E.J. Dionne defines the opposition to Obama as "racial," which is apparently a euphemism for "racist," because the opposition is clearly an effort to wield power based on the President's skin color. And, in the context in which Mr. Dionne used the term, it's hard to argue the President's opponent didn't show they had real power behind their words. After all, if somebody jumps when you say frog....

But Mr. Dionne can't seem to bring himself to say "racist" because that's, apparently, such a charged term. And besides, the people he'd be using it against are white, and they aren't Southern rednecks.

Frank Rich, as I pointed out below, avoids too much discussion of racism (fine; it's his column), while Bob Herbert, a black man, discusses both race and income, two issues still joined together in American culture as tightly as eggs and bacon or chocolate and vanilla. I can't get to Eugene Robinson's column on this issue (don't feel like registering with WaPo), but I detect a distinct difference between black and white observers of this issue, even when they are on the same political side. There is still a documentable discomfort among whites, especially middle-class and upper-class whites, about issues of race in this country. Is it guilt? Is it shame? Is it because of the hidden wound, the freedom and independence of this country which actually depended, for the first several hundred years (slavery in this country began almost simultaneously with Columbus) on denying both of those things to persons so other persons could lay claim to it?

Or is "racism" one more term that only "progressives" can be accused of?*

when I decided to leave the whole thing alone, because frankly I was tired of it and I wasn't sure I was still saying anything. Then I wandered over to Digby, where I found material like this (which Digby, in turn, had found):

I partly agree with the CCC. Though racism proper denotes an abhorrence of people because of their race which is largely absent from the Tea Party movement (and indeed in the CCC, if you follow their website), white people in the Tea Party are rightly sticking up for their own interests and resisting the genocidal depredations of the multiculturalists. To be sure, most Tea Partiers believe colorblindness is the ideal; I believe, however, that God has a place for all races in his divine plan. The white race is under an unprecedented threat of enslavement or demographic extinction, and rightly merits a defense by those of its number who appreciate its beauty and good qualities and want it to persist.

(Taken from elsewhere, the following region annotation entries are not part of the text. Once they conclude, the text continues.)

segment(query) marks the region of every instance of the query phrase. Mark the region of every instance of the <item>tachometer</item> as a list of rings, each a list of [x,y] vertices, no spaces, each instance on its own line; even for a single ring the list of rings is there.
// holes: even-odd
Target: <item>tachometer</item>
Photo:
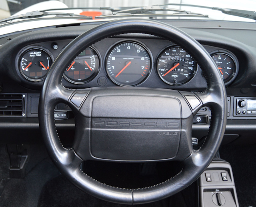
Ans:
[[[174,46],[162,52],[157,62],[160,77],[168,84],[179,85],[190,80],[196,73],[197,64],[181,47]]]
[[[148,52],[141,45],[132,41],[114,46],[106,59],[109,77],[121,86],[132,86],[141,83],[149,75],[151,66]]]
[[[64,76],[71,83],[81,84],[93,79],[99,69],[99,56],[94,49],[88,47],[71,63]]]
[[[26,79],[39,81],[44,79],[52,63],[52,56],[42,48],[25,51],[20,59],[20,71]]]

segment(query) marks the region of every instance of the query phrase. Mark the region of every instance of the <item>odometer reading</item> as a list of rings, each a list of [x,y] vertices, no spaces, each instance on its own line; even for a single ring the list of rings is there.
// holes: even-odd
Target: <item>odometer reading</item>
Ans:
[[[170,85],[179,85],[193,77],[197,65],[182,48],[172,47],[160,55],[156,68],[159,76],[165,82]]]
[[[142,45],[125,42],[112,49],[107,56],[106,66],[108,75],[113,82],[120,85],[132,86],[147,77],[151,60]]]

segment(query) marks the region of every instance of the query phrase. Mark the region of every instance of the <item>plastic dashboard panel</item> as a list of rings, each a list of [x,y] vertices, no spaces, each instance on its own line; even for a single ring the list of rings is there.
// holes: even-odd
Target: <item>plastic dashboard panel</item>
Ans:
[[[236,139],[235,142],[238,143],[256,142],[253,135],[256,132],[256,124],[255,122],[256,117],[241,116],[238,117],[233,115],[234,97],[256,97],[255,84],[254,85],[256,77],[255,74],[256,74],[255,73],[256,45],[254,45],[254,44],[256,43],[256,39],[254,39],[254,41],[253,41],[253,38],[255,39],[255,37],[256,36],[255,35],[255,27],[252,27],[251,24],[247,23],[244,24],[241,23],[239,24],[241,27],[241,30],[240,30],[239,28],[232,27],[235,24],[233,25],[230,22],[228,24],[225,22],[221,22],[222,26],[223,27],[219,28],[216,25],[220,23],[217,21],[210,22],[210,26],[208,27],[206,26],[208,24],[204,21],[192,22],[189,26],[186,24],[185,21],[165,22],[174,26],[180,24],[181,27],[180,29],[202,44],[209,53],[218,50],[225,50],[232,53],[237,58],[240,66],[238,74],[231,85],[226,88],[227,95],[230,97],[229,104],[230,111],[228,117],[226,134],[232,135],[233,138],[232,138],[230,141]],[[29,96],[30,94],[39,95],[40,92],[43,81],[34,83],[28,81],[20,73],[19,74],[17,70],[17,60],[18,60],[17,54],[24,48],[28,46],[43,46],[50,51],[55,59],[62,49],[73,39],[96,26],[92,24],[46,28],[39,31],[26,31],[19,34],[11,34],[10,36],[0,37],[0,45],[2,45],[0,49],[3,49],[0,54],[0,86],[3,88],[2,93],[26,93]],[[190,28],[185,28],[186,27]],[[244,35],[242,35],[241,33],[242,30],[244,31]],[[230,32],[232,31],[234,32],[237,32],[239,35],[234,37],[234,33]],[[246,39],[244,39],[244,36],[251,37],[252,43],[250,46],[248,45],[248,43]],[[11,40],[8,41],[7,39],[11,39]],[[106,86],[116,86],[108,78],[104,68],[104,62],[106,54],[110,48],[116,43],[123,41],[132,41],[141,43],[145,45],[152,54],[153,67],[151,73],[146,79],[139,84],[138,87],[197,91],[203,91],[206,88],[206,81],[200,67],[194,77],[183,85],[174,87],[164,83],[158,76],[156,70],[156,61],[162,50],[166,47],[172,45],[173,43],[156,37],[143,34],[120,35],[95,43],[93,47],[99,51],[100,60],[100,69],[97,76],[90,82],[79,85],[70,83],[63,79],[63,85],[66,87],[73,88],[99,87],[98,82],[99,78],[105,77],[107,80]],[[55,50],[52,48],[53,43],[58,45],[58,49]],[[28,100],[28,103],[29,104],[29,100]],[[30,106],[30,105],[28,105],[28,107]],[[29,110],[28,108],[28,110]],[[210,112],[208,110],[200,112],[202,114],[209,115],[210,114]],[[33,117],[35,118],[32,118]],[[34,134],[40,133],[38,120],[36,117],[36,114],[35,114],[35,116],[28,116],[27,118],[16,119],[15,120],[12,118],[0,117],[0,133],[4,135],[1,136],[0,142],[11,143],[13,140],[20,143],[41,142],[40,140],[35,140],[34,138]],[[241,120],[243,120],[242,122],[240,121]],[[57,121],[56,126],[57,128],[62,129],[61,131],[64,132],[63,134],[65,134],[69,130],[73,129],[74,125],[73,119],[71,118]],[[208,127],[209,124],[193,124],[192,136],[199,139],[203,138],[206,135]],[[11,130],[12,131],[10,131]],[[18,130],[21,132],[21,134],[24,134],[24,136],[20,136],[20,138],[15,137],[14,134]],[[26,138],[24,138],[26,136],[25,134],[28,131],[28,136]],[[71,136],[72,133],[70,132],[70,134]],[[228,139],[231,137],[228,136]],[[238,137],[238,139],[237,139],[237,137]],[[224,136],[224,140],[225,138]]]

To the earlier question on the CCCs thoughts on Catholics, they have nothing against members of the Church founded by Jesus Christ, but are obviously upset with the USCCB and other clergy for mishandling the immigration issue to the point of effectually denying our Nation's sovereignty.
CCC, if you don't know, is the Council of Conservative Citizens, the lineal descendant of the old White Citizens Councils. The language here is the language I heard in my childhood, when a distinction was made between "prejudiced" (not so bad; meant you didn't like "black people," but you didn't use the "N" word, either), and "racists" (who hated black people). On such distinctions did we maintain our moral superiority, while keeping our very white foot on their very black necks. Or at least not encouraging much in the way of change, in what MLK called "Justice." The rest of that quote is just pure white supremacist racism, of course. One slides quickly from bad to worse, without every really passing "GO". Nothing, really, has changed.

Maybe that's all I had left to say.

*and no, Jeffrey Lord's argument doesn't make any sense on its face, or in its particulars.